Control CBO Rules With Hint
Overviewβ
The query optimizer applies a series of rules when generating execution plans. These rules are mainly categorized into two types: Rule-Based Optimizer (RBO) and Cost-Based Optimizer (CBO).
- RBO: This type of optimization improves query plans by applying a set of predefined heuristic rules without considering specific data statistics. Strategies such as predicate pushdown and projection pushdown fall into this category.
- CBO: This type of optimization leverages data statistics to estimate the cost of different execution plans and selects the plan with the lowest cost for execution. This includes choices of access paths and join algorithms.
In some cases, database administrators or developers may need more granular control over the query optimization process. Based on this, this document will introduce how to use query hints to manage CBO rules.
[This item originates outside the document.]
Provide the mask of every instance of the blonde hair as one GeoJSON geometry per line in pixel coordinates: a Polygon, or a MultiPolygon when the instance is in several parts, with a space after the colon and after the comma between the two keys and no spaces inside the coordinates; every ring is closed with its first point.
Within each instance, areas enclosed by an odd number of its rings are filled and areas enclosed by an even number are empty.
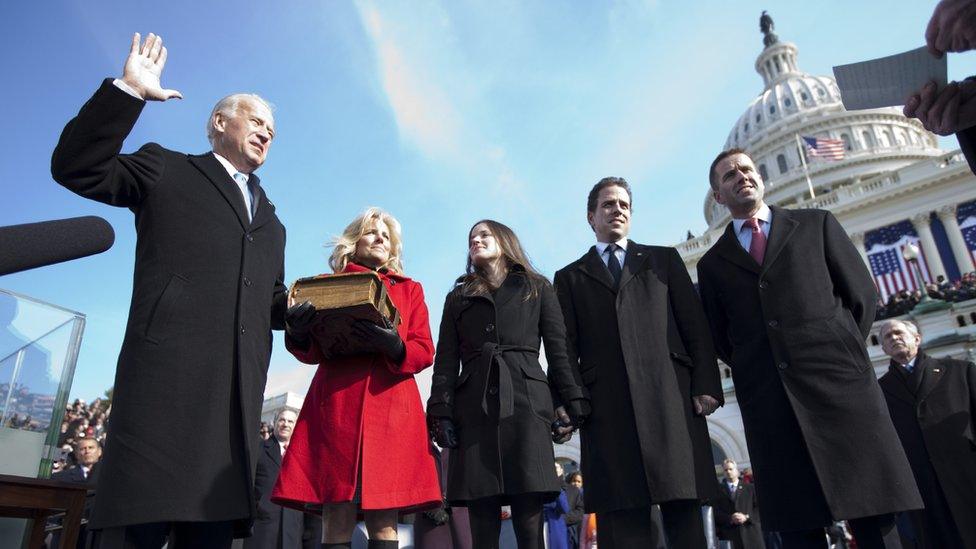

Currently, Doris has good out-of-the-box capabilities. This means that in most scenarios, Doris will adaptively optimize performance in various scenarios, and users do not need to manually control hints for performance tuning. The content introduced in this chapter is mainly for professional tuners, and business personnel only need a simple understanding.
The basic syntax for CBO rule control hints is as follows:
SELECT /*+ USE_CBO_RULE(rule1, rule2, ...) */ ...
This hint immediately follows the SELECT
keyword and specifies the names of the rules to be enabled within parentheses (rule names are case-insensitive).
Currently, the Doris optimizer supports several cost-based rewrites, which can be explicitly enabled using the USE_CBO_RULE
hint, such as:
- PUSH_DOWN_AGG_THROUGH_JOIN
- PUSH_DOWN_AGG_THROUGH_JOIN_ONE_SIDE
- PUSH_DOWN_DISTINCT_THROUGH_JOIN
Caseβ
Here is a query example:
explain shape plan
select /*+ USE_CBO_RULE(push_down_agg_through_join_one_side) */
a.event_id,
b.group_id,
COUNT(a.event_id)
from a
join b on
a.device_id = b.device_id
group by
a.event_id,
b.group_id
;
In this example, a CBO rule for aggregation pushdown is enabled. This operation allows table a to be aggregated before the join operation, reducing the cost of the join and speeding up the query. The plan after pushdown is as follows:
PhysicalResultSink
--hashAgg[GLOBAL]
----hashAgg[LOCAL]
------hashJoin[INNER_JOIN] hashCondition=((a.device_id = b.device_id)) otherCondition=()
--------hashAgg[LOCAL]
----------PhysicalOlapScan[a]
--------filter((cast(experiment_id as DOUBLE) = 73.0))
----------PhysicalOlapScan[b]
Summaryβ
Proper use of the USE_CBO_RULE
hint can help manually enable certain advanced CBO optimization rules, optimizing performance in specific scenarios. However, using CBO optimization rules requires a deep understanding of the query optimization process and data characteristics. In most cases, relying on the automatic decisions of the Doris optimizer is still the best choice.